Street Smarts vs Book Smarts
Street smarts and book smarts are two very different things. And while one is not necessarily better than the other, they each have their own advantages and disadvantages.
We’ll take a look at the difference between street smarts and book smarts, some of the pros and cons of each, and offer up some real-world examples.
Tradecraft is a fusion of both street and book smarts, you can not be an effective operative without this balance, same goes with ordinary everyday life.
Street Smarts vs. Book Smarts: What’s the Difference?
Street smarts are the skills that you acquire through experience and observation. This can include things like common sense, social intelligence, street-level knowledge, and an understanding of human behavior.
[Further Intel: How to be Street Smart Guide]
Book smarts, on the other hand, are the skills that you acquire through formal/informal education and research. This includes things like knowledge of history, literature, science, and mathematics.

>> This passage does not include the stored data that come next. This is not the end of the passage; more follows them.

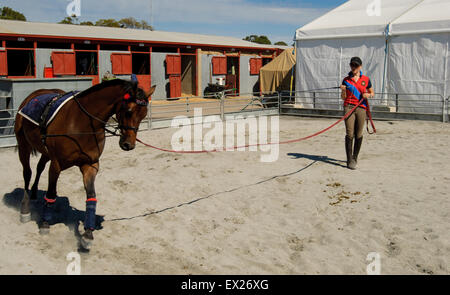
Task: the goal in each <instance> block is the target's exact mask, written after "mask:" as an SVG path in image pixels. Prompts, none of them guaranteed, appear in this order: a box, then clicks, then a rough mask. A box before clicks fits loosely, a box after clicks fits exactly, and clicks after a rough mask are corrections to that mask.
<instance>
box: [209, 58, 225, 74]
mask: <svg viewBox="0 0 450 295" xmlns="http://www.w3.org/2000/svg"><path fill="white" fill-rule="evenodd" d="M212 64H213V75H226V74H227V58H226V56H214V57H213V58H212Z"/></svg>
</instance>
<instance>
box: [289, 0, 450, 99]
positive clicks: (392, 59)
mask: <svg viewBox="0 0 450 295" xmlns="http://www.w3.org/2000/svg"><path fill="white" fill-rule="evenodd" d="M448 11H450V1H449V0H389V1H388V0H350V1H348V2H346V3H345V4H343V5H341V6H339V7H337V8H336V9H334V10H332V11H330V12H329V13H327V14H325V15H323V16H322V17H319V18H318V19H316V20H314V21H313V22H311V23H309V24H307V25H305V26H304V27H302V28H300V29H298V30H297V31H296V38H295V39H296V47H297V52H298V53H297V71H296V89H297V90H309V89H316V88H324V87H333V86H338V85H339V84H340V82H341V81H342V79H343V78H344V77H345V76H346V75H347V73H348V71H349V66H348V64H349V61H350V58H351V57H352V56H360V57H361V59H362V60H363V63H364V71H365V74H367V75H368V76H369V77H370V78H371V80H372V83H373V85H374V89H375V91H376V92H389V93H438V94H441V95H443V96H448V95H450V88H449V86H450V85H449V80H448V77H449V75H448V74H449V73H448V71H449V70H450V69H449V65H450V64H449V59H448V57H449V51H448V43H449V33H450V15H449V14H448Z"/></svg>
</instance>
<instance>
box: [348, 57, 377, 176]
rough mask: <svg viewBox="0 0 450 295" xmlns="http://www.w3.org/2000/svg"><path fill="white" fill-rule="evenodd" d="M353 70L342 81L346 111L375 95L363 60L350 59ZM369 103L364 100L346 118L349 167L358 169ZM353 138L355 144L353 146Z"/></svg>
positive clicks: (348, 165) (371, 83)
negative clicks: (365, 121) (362, 67)
mask: <svg viewBox="0 0 450 295" xmlns="http://www.w3.org/2000/svg"><path fill="white" fill-rule="evenodd" d="M350 68H351V71H350V73H348V76H347V77H345V79H344V81H342V85H341V89H342V93H341V98H342V99H343V100H344V113H345V114H347V113H348V112H350V111H351V110H352V109H353V108H354V107H355V106H356V105H357V104H358V103H359V102H360V100H361V99H369V98H372V97H374V96H375V93H374V91H373V87H372V82H371V81H370V79H369V77H367V76H364V75H363V73H362V60H361V58H359V57H352V59H351V61H350ZM366 108H367V103H366V102H365V101H363V102H362V103H361V104H360V105H359V107H357V108H356V110H355V111H353V113H352V114H351V115H350V116H349V117H348V118H347V119H346V120H345V128H346V135H345V151H346V154H347V167H348V168H349V169H352V170H354V169H356V164H357V161H358V154H359V151H360V149H361V144H362V140H363V130H364V129H363V128H364V123H365V121H366ZM353 139H355V145H354V147H353Z"/></svg>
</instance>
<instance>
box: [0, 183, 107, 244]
mask: <svg viewBox="0 0 450 295" xmlns="http://www.w3.org/2000/svg"><path fill="white" fill-rule="evenodd" d="M23 194H24V189H22V188H15V189H14V190H13V191H12V192H10V193H6V194H4V195H3V203H4V204H5V205H6V206H8V207H10V208H14V209H16V210H17V219H18V218H19V214H20V207H21V202H22V199H23ZM44 196H45V191H41V190H39V191H38V196H37V200H34V201H31V202H30V212H31V220H32V221H34V222H35V223H36V225H38V224H39V221H40V219H41V213H42V207H43V205H44ZM85 216H86V211H82V210H78V209H76V208H74V207H72V206H70V202H69V199H68V198H67V197H60V196H58V198H56V202H55V207H54V211H53V220H52V222H51V223H50V225H55V224H60V223H62V224H64V225H65V226H67V227H68V228H69V229H70V230H71V231H73V232H74V235H75V237H76V238H77V239H78V241H79V240H80V237H81V233H80V232H79V230H78V228H79V225H80V223H83V221H84V219H85ZM95 219H96V222H95V223H96V224H95V225H96V230H99V229H102V228H103V226H102V223H103V222H104V217H103V216H100V215H96V216H95ZM79 248H80V249H79V250H81V247H80V245H79Z"/></svg>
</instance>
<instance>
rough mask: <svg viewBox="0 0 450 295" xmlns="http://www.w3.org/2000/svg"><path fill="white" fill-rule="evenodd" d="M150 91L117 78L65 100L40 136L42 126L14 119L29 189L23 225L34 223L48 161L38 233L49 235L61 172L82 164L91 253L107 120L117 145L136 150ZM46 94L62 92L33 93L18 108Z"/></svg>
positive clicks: (94, 224)
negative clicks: (68, 100)
mask: <svg viewBox="0 0 450 295" xmlns="http://www.w3.org/2000/svg"><path fill="white" fill-rule="evenodd" d="M155 88H156V86H153V87H151V89H150V91H149V92H148V93H145V91H144V90H142V89H141V88H139V87H138V85H137V83H136V82H134V81H126V80H121V79H114V80H110V81H106V82H103V83H101V84H97V85H95V86H93V87H91V88H89V89H87V90H85V91H82V92H80V93H78V94H77V95H75V96H74V97H73V98H72V99H70V100H69V101H67V103H65V104H64V105H63V106H62V107H61V109H60V110H59V112H58V113H57V114H56V116H55V117H54V119H53V120H52V121H51V123H50V124H49V125H48V126H47V129H46V133H45V134H46V135H45V134H44V136H43V135H42V130H41V127H40V126H37V125H35V124H33V123H32V122H30V121H29V120H27V119H26V118H25V117H23V116H22V115H20V114H17V115H16V121H15V125H14V132H15V135H16V138H17V143H18V152H19V159H20V162H21V164H22V166H23V179H24V182H25V191H24V196H23V200H22V203H21V209H20V213H21V221H22V222H28V221H30V220H31V214H30V199H31V200H36V199H37V191H38V183H39V178H40V176H41V173H42V171H43V170H44V168H45V165H46V164H47V162H49V161H50V169H49V179H48V189H47V193H46V195H45V198H44V200H45V202H44V206H43V211H42V215H41V219H40V221H39V231H40V233H41V234H46V233H48V232H49V231H50V224H51V221H52V215H53V214H52V211H53V205H54V203H55V201H56V197H57V193H56V184H57V181H58V177H59V175H60V173H61V172H62V171H63V170H66V169H68V168H70V167H72V166H78V167H79V169H80V171H81V173H82V175H83V183H84V188H85V190H86V217H85V220H84V230H85V231H84V233H83V234H82V235H81V241H80V242H81V245H82V246H83V248H85V249H89V248H90V247H91V244H92V242H93V240H94V235H93V231H94V229H95V211H96V205H97V199H96V193H95V188H94V181H95V176H96V175H97V172H98V170H99V159H100V156H101V154H102V152H103V149H104V147H105V138H106V135H105V131H107V126H108V123H107V122H108V120H109V119H110V118H111V117H112V116H113V115H114V114H115V115H116V120H117V122H118V127H117V130H118V131H119V130H120V140H119V145H120V147H121V148H122V150H124V151H130V150H132V149H134V147H135V145H136V136H137V132H138V128H139V124H140V122H141V121H142V119H144V118H145V117H146V116H147V105H148V100H149V97H150V96H151V95H152V94H153V92H154V91H155ZM48 93H55V94H63V93H64V91H62V90H59V89H40V90H37V91H35V92H33V93H31V94H30V95H29V96H28V97H27V98H26V99H25V100H24V101H23V102H22V104H21V105H20V107H19V109H22V108H23V107H24V106H25V105H26V104H27V103H28V102H29V101H30V100H32V99H33V98H35V97H37V96H39V95H42V94H48ZM36 151H37V152H39V153H41V158H40V159H39V162H38V165H37V169H36V170H37V171H36V178H35V181H34V184H33V186H32V188H31V195H30V194H29V184H30V179H31V174H32V172H31V168H30V155H31V153H35V152H36Z"/></svg>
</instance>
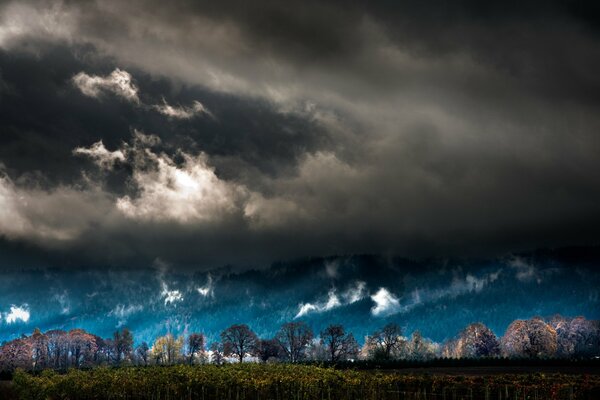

Both street smarts and book smarts have their own advantages and disadvantages. Let’s take a look at some of them now:
Advantages of Street Smarts:
- You can acquire them without formal education (though formal education can certainly help).
- They can be helpful in emergency or unexpected situations.
- They can come in handy for tasks that require quick thinking or improvisation.
- They can help you better understand people and human behavior.
- You can use them to solve problems efficiently in the real world.
- Many jobs require them (especially jobs in law enforcement or the service industry).
- They can help keep you safe in dangerous situations.
- You can use them to network and build professional relationships.
- They indicate that you are resourceful and know how to get things done.
Advantages of Book Smarts:
- You can use them to think critically about complex issues.
- They help you better understand complex concepts.
- They prepare you for standardized tests.
- Many jobs require them (especially jobs that require higher education or specialized training).
- They can make you more marketable when applying for jobs.
- They give you a deeper understanding of the world around you.
- They equip you with the tools to communicate effectively.
- You can use them to analyze problems and find logical solutions.
- You can use them to persuade others with facts and logic.
Disadvantages of Street Smarts:
- They might not be enough to get you into college.
- You might not be able to find a job if your only qualifications are street smarts.
- Your ability to think abstractly might be limited.
- You might have difficulty understanding complex concepts.
- You might struggle with standardized tests.
- You could have trouble networking or building professional relationships if you’re shy or introverted.
Disadvantages of Book Smarts:
- You might not be able to find a job if your only qualifications are book smarts.
- Your ability to think on your feet might be limited.
- You might have difficulty dealing with unexpected situations.
- You might struggle with common sense tasks.
- You could have trouble understanding people and human behavior.
Examples of Street Smart People:
- A doctor who is able to quickly diagnose a patient’s rare condition because she’s seen something similar before.
- A police officer who is able to talk a jumper down from a ledge because he’s had extensive training in crisis negotiation.
- A customer service representative who is able to diffuse a angry customer’s anger because she’s dealt with similar situations many times before.
Examples of Book Smart People:
- A mathematician who is able to solve a difficult equation because he understands the underlying concepts.
- An economist who is able to predict an economic downturn because he understands complex financial concepts.
- A writer who is able create compelling arguments because she understands logic and rhetoric.
As you can see, street smarts and book smarts each have their own advantages and disadvantages. And while one isn’t necessarily better than the other, they both offer unique benefits that can be helpful in different situations. So which one should you develop? The answer is simple: both.
By developing both street smarts and book smarts, you’ll be an optimal operator. Focusing on just one “smarts” will hinder the scenarios and skills the other “smarts” demand.
In conclusion, it’s important develop both street smarts AND book smarts. By doing so, you’ll be prepared for almost anything life throws your way.